These are the key concepts you need to understand to accurately answer the question.

Quadratic Formula
The quadratic formula is a powerful tool to solve quadratic equations of the form \(ax^{2} + bx + c = 0\). It provides a straightforward method to find the values of \(x\) that satisfy this equation. The formula is given by:
\[x = \frac{-b \pm \sqrt{b^2 - 4ac}}{2a}\]
Using this formula saves time and reduces error, especially with complex fractions and roots.
Remembering each component:
  • \(a\), \(b\), and \(c\) are coefficients from the equation \(ax^2 + bx + c\)
  • \(-b\) indicates the change in sign of the coefficient \(b\)

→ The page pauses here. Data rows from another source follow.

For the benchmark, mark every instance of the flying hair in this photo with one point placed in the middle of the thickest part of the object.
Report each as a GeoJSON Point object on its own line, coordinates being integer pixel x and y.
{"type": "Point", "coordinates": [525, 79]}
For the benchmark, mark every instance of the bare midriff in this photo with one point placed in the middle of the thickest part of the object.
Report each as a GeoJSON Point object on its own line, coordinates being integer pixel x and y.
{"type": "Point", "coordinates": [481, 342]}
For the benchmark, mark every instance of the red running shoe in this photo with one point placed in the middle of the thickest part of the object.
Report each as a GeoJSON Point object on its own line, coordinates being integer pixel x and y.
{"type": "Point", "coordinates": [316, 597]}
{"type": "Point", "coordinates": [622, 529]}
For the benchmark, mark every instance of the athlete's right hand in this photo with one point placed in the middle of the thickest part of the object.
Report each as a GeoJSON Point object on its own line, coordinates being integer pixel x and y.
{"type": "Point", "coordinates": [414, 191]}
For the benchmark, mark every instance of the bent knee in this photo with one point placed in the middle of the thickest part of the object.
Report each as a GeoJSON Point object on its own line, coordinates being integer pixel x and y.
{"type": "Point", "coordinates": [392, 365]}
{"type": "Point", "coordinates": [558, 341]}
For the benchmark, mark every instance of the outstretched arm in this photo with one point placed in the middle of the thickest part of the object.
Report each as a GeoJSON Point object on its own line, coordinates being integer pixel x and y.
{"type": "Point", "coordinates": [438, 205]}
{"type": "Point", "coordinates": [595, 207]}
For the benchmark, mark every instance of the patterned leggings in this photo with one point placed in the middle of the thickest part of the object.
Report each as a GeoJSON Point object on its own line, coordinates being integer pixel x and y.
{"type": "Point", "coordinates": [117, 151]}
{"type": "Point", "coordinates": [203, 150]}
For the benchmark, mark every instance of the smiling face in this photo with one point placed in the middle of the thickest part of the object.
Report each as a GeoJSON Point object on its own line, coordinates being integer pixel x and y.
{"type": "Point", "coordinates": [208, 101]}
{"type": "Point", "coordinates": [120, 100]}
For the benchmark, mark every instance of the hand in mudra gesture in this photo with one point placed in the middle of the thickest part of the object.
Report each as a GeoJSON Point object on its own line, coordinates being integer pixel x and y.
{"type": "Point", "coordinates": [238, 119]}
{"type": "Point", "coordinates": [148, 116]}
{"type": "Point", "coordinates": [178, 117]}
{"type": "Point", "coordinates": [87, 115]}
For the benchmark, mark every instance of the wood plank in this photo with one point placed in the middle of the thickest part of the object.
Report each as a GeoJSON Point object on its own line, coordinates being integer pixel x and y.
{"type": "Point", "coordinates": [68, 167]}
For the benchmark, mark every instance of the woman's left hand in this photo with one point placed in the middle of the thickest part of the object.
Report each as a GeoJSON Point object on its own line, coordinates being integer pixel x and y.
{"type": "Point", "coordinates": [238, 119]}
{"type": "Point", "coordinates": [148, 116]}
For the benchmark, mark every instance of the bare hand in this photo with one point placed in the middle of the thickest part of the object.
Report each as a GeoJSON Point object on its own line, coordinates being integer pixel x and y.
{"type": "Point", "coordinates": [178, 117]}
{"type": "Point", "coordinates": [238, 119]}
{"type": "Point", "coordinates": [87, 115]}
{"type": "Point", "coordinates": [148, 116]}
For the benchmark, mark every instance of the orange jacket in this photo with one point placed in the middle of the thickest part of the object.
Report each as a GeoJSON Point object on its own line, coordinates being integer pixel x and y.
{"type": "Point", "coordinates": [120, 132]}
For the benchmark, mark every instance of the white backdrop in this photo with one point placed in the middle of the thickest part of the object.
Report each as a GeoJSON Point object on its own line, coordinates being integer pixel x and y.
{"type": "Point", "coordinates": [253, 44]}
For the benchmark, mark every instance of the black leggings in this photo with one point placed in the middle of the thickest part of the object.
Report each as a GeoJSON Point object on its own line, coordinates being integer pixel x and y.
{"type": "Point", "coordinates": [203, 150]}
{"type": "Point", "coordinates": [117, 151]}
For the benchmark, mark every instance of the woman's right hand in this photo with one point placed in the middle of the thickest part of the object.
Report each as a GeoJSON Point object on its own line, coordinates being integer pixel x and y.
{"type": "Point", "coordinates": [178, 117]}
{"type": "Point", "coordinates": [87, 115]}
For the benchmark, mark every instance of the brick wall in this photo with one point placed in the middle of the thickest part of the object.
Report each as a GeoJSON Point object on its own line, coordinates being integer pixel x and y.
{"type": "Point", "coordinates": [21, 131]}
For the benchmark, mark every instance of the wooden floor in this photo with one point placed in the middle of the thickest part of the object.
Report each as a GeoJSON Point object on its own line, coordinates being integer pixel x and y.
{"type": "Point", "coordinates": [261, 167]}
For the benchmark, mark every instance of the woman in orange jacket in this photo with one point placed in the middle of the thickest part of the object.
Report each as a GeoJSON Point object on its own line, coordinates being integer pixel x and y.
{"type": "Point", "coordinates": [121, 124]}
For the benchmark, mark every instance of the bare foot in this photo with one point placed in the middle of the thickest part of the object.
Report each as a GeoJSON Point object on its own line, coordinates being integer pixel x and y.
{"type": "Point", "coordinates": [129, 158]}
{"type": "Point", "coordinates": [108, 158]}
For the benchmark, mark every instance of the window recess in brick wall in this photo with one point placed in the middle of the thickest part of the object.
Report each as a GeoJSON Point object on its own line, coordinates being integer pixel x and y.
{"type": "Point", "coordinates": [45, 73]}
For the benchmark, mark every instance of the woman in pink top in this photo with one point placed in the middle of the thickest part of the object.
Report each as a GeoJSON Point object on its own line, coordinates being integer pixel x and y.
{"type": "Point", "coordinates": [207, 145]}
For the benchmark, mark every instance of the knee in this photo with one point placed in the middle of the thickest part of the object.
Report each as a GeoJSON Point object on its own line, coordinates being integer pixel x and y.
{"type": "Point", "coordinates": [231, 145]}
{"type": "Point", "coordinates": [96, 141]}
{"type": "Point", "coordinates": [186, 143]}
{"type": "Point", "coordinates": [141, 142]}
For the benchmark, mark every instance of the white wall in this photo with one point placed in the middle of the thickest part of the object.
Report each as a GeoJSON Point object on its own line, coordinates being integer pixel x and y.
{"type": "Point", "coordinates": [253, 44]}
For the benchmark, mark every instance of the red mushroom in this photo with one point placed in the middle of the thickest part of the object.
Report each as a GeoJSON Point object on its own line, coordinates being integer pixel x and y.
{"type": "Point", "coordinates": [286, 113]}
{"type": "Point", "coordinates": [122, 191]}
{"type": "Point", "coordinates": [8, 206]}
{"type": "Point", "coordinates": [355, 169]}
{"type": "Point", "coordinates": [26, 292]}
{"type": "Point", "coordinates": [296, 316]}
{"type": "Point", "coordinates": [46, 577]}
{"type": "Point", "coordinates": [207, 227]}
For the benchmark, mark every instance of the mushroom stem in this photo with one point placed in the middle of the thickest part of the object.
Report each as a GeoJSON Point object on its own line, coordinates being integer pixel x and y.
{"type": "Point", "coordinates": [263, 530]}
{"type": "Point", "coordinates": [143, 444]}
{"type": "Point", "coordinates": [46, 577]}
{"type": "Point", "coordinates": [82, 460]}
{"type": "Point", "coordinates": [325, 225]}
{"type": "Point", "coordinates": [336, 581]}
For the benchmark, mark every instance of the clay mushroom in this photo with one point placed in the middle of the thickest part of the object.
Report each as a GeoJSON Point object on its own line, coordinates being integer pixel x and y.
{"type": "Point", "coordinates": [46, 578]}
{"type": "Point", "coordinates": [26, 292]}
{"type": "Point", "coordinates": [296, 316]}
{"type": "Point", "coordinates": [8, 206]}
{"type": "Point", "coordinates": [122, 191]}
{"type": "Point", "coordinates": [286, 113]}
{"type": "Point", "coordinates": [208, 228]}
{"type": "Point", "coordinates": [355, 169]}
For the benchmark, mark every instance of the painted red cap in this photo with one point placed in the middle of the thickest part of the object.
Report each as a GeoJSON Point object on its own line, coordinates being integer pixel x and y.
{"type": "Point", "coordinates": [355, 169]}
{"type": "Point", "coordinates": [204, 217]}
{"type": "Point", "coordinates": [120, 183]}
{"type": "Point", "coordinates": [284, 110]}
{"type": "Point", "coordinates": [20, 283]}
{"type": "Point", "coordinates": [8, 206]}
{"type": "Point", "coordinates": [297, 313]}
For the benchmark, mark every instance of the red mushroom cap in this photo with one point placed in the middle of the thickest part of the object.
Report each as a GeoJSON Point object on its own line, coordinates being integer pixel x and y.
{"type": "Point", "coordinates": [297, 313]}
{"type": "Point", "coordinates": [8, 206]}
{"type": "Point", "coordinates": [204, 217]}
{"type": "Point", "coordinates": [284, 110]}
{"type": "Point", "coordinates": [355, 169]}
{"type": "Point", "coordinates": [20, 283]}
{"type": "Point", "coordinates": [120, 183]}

  • \(\pm\) denotes that there are usually two solutions: one by adding, the other by subtracting
Using this approach to solve the exercise’s equation, we substitute \(a = 11\), \(b = -7\), and \(c = 1\) into the formula. This reveals the presence of two potential solutions for \(x\).
Discriminant
The discriminant in the quadratic formula is the part under the square root, \(b^2 - 4ac\). It plays a crucial role in determining the nature of the roots of the quadratic equation.
The value of the discriminant can tell us the following:
  • If it is positive, the equation has two distinct real solutions.
  • If it is zero, the quadratic has exactly one real solution, or a repeated root.
  • If negative, there are no real solutions, only complex or imaginary solutions.
In the exercise, the discriminant is calculated as \((-7)^2 - 4 \times 11 \times 1 = 5\). This positive value suggests that the quadratic equation has two separate and real solutions. This information is crucial before actual computations to determine the expected types of solutions.
Graphical Solution
Graphical solutions provide a visual interpretation of where the solutions to a quadratic equation lie. This involves plotting the quadratic function as a parabola on the graph, such as \(y = 11x^2 - 7x + 1\) from the exercise.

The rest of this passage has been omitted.